Diomidis Spinellis
IEEE Transactions on Information Theory, 49(1), pp. 280-284, January 2003.
ISSN 0018-9448
January 2003
D. Spinellis is an Assistant Professor in the Department of Management Science and Technology at the Athens University of Economics and Business, Athens, Greece. E-mail: dds@aueb.gr.
A virus is a program that replicates itself by copying its code into other files. A common virus protection mechanism involves scanning files to detect code patterns of known viruses. We prove that the problem of reliably identifying a bounded-length mutating virus is NP-complete by showing that a virus detector for a certain virus strain can be used to solve the satisfiability problem. The implication of this result is that virus identification methods will be facing increasing strain as virus mutation and hosting strategies mature, and that different protection methods should be developed and employed.1 2
One often-used defence against computer viruses is the execution of an anti-virus program that detects and cleans programs that appear to be infected. Virus writers respond to this defence by trying to thwart anti-virus software through targeted attacks, mutations, or social engineering. Mutating viruses are a particularly insidious threat, because detection algorithms need to be constantly updated and to spend increasing processing time to identify new mutation types. The question of whether complexity theory is on the side of virus writers or the protection vendors could have important practical implications. In this paper we will prove that there exist realistic viruses whose reliable detection is of NP-complete complexity [1] and that therefore the general problem of reliable bounded-length virus identification is NP-complete.

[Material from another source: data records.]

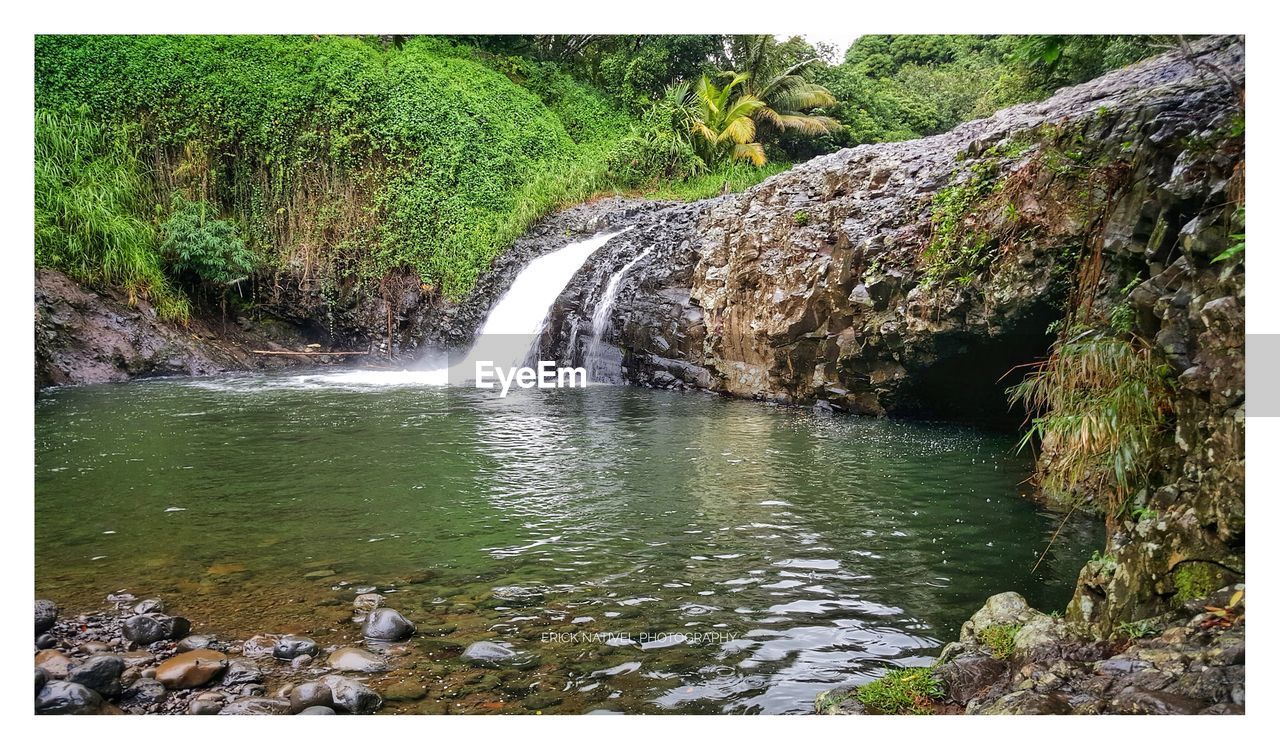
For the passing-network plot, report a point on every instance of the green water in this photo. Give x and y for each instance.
(816, 550)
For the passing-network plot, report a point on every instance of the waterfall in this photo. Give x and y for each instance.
(510, 333)
(594, 359)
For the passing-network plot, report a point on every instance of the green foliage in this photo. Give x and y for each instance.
(731, 178)
(901, 691)
(90, 192)
(201, 248)
(958, 250)
(1000, 639)
(1193, 580)
(1100, 403)
(1142, 629)
(1238, 237)
(337, 152)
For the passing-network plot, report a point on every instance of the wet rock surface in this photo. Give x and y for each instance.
(1191, 663)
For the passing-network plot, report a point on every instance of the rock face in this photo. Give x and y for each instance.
(88, 337)
(910, 278)
(1185, 662)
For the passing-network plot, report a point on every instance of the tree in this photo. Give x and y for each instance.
(776, 77)
(718, 119)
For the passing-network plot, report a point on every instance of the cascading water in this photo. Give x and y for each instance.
(510, 333)
(598, 369)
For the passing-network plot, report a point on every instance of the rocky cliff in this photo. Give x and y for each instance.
(913, 278)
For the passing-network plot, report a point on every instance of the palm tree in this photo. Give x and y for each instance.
(718, 119)
(785, 92)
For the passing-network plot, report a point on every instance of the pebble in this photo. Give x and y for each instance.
(59, 696)
(191, 668)
(292, 646)
(352, 659)
(99, 673)
(387, 625)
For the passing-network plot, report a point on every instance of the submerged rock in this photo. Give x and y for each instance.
(149, 629)
(59, 696)
(100, 673)
(292, 646)
(255, 707)
(191, 668)
(387, 625)
(351, 659)
(46, 614)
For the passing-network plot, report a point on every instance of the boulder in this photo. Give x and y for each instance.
(351, 659)
(59, 696)
(291, 646)
(387, 625)
(100, 673)
(191, 668)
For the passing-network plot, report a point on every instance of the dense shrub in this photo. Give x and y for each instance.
(90, 210)
(199, 247)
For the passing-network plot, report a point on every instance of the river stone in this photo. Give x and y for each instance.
(242, 672)
(969, 676)
(309, 695)
(351, 695)
(1008, 608)
(149, 629)
(99, 673)
(191, 668)
(405, 690)
(256, 707)
(195, 641)
(292, 646)
(55, 663)
(149, 607)
(145, 691)
(204, 708)
(46, 614)
(259, 645)
(351, 659)
(490, 654)
(387, 625)
(59, 696)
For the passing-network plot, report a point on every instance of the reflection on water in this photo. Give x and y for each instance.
(740, 557)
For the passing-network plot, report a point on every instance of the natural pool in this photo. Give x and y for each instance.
(817, 550)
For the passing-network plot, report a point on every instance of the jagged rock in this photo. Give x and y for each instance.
(255, 707)
(99, 673)
(292, 646)
(46, 614)
(149, 629)
(67, 698)
(387, 625)
(351, 659)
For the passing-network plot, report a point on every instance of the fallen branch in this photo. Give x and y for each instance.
(306, 353)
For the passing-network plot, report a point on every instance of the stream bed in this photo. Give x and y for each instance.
(648, 550)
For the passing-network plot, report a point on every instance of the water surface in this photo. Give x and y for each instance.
(784, 552)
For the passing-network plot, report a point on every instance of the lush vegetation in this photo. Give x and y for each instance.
(1000, 639)
(188, 163)
(903, 691)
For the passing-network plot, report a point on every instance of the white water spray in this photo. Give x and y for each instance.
(595, 350)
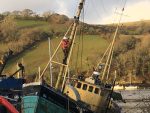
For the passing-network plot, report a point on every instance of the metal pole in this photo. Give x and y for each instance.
(39, 70)
(50, 65)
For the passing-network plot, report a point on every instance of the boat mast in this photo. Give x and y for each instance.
(64, 69)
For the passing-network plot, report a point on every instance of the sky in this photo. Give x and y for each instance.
(95, 11)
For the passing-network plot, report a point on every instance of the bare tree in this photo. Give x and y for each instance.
(8, 28)
(27, 13)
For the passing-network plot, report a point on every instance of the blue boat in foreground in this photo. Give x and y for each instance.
(38, 98)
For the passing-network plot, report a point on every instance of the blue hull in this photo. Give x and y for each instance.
(35, 104)
(43, 99)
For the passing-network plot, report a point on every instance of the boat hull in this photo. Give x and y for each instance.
(36, 104)
(43, 99)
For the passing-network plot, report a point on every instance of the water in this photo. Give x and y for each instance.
(137, 101)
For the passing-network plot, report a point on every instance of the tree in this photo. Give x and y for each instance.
(8, 28)
(6, 13)
(27, 13)
(47, 14)
(16, 13)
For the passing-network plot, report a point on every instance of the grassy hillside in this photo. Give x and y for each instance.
(93, 47)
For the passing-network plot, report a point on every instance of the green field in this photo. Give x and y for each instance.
(43, 25)
(93, 47)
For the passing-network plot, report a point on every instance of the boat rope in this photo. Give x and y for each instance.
(55, 52)
(112, 44)
(82, 30)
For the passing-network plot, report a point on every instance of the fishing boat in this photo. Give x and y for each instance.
(6, 107)
(42, 98)
(90, 95)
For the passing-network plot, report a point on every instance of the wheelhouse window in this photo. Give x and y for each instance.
(79, 85)
(84, 87)
(90, 89)
(96, 91)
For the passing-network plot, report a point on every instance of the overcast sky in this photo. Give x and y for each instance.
(96, 11)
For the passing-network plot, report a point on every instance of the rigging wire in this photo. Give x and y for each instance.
(82, 46)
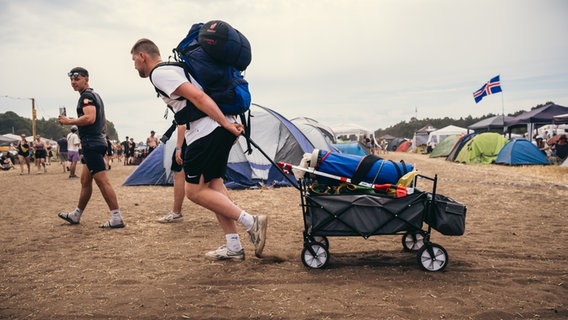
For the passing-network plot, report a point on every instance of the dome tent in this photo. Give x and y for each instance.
(521, 152)
(482, 148)
(444, 148)
(278, 138)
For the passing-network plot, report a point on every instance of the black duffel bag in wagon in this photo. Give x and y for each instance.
(446, 216)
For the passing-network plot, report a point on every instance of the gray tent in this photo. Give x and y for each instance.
(491, 124)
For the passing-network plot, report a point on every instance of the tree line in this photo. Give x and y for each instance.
(50, 128)
(406, 129)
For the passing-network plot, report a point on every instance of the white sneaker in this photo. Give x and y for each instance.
(222, 253)
(171, 217)
(258, 234)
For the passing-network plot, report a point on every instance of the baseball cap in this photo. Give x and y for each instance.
(78, 71)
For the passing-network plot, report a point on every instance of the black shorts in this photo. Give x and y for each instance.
(94, 158)
(40, 154)
(208, 156)
(175, 167)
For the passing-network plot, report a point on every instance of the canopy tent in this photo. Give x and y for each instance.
(483, 148)
(444, 148)
(542, 115)
(437, 136)
(491, 124)
(404, 146)
(521, 152)
(561, 118)
(421, 135)
(536, 117)
(274, 134)
(351, 148)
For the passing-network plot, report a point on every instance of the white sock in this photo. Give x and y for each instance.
(246, 220)
(115, 215)
(76, 214)
(233, 242)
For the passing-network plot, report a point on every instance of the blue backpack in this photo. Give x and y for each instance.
(216, 55)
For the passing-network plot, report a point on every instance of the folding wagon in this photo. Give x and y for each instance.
(365, 212)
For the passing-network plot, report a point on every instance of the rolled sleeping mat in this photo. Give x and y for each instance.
(370, 169)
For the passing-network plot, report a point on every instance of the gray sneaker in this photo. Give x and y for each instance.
(258, 234)
(171, 217)
(222, 253)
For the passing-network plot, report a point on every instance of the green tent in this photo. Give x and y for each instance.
(483, 148)
(444, 148)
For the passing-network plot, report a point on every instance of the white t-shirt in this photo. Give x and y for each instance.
(168, 78)
(73, 142)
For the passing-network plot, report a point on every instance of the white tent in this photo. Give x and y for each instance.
(321, 136)
(437, 136)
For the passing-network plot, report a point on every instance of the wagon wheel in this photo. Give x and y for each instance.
(315, 256)
(323, 240)
(413, 241)
(433, 257)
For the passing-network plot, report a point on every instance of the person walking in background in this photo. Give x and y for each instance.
(61, 151)
(152, 142)
(91, 123)
(125, 150)
(49, 154)
(5, 162)
(73, 144)
(209, 140)
(23, 148)
(40, 153)
(131, 150)
(109, 152)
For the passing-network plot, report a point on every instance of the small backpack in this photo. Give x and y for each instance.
(215, 54)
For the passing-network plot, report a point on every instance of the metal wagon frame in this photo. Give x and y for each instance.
(369, 215)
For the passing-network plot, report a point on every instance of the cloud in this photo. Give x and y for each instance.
(368, 62)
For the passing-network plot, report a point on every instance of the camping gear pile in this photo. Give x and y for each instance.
(347, 195)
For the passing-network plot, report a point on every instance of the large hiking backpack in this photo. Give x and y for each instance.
(215, 54)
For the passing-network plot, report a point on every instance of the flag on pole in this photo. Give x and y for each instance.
(491, 87)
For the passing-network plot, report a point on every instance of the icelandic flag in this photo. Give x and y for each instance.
(491, 87)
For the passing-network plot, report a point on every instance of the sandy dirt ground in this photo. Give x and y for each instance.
(511, 263)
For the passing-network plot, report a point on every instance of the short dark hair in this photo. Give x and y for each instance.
(80, 70)
(147, 46)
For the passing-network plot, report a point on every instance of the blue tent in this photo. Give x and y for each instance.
(521, 152)
(151, 171)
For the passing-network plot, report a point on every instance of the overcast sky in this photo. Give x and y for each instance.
(373, 63)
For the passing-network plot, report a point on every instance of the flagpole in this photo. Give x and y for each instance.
(503, 108)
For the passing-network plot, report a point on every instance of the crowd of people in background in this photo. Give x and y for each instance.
(40, 153)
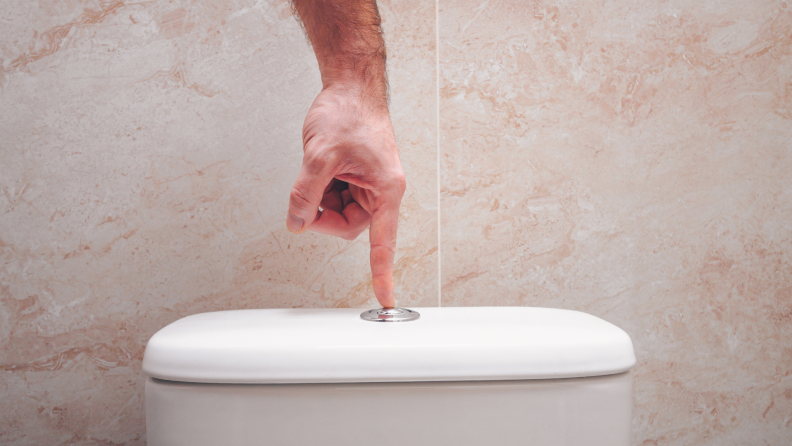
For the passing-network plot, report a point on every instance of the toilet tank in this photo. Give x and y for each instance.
(456, 376)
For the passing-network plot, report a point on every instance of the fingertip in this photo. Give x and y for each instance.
(294, 223)
(383, 289)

Intentionally created malicious software [2] - often termed malware - is typically classified into Trojan horses, viruses, and worms [3]. A Trojan horse is a program that exploits the rights of its user to perform an action its user does not intend, a virus is a Trojan horse that replicates itself by copying its code into other program files [4], while a worm is an independently-running program that replicates through a network exploiting security weaknesses to invade other computers.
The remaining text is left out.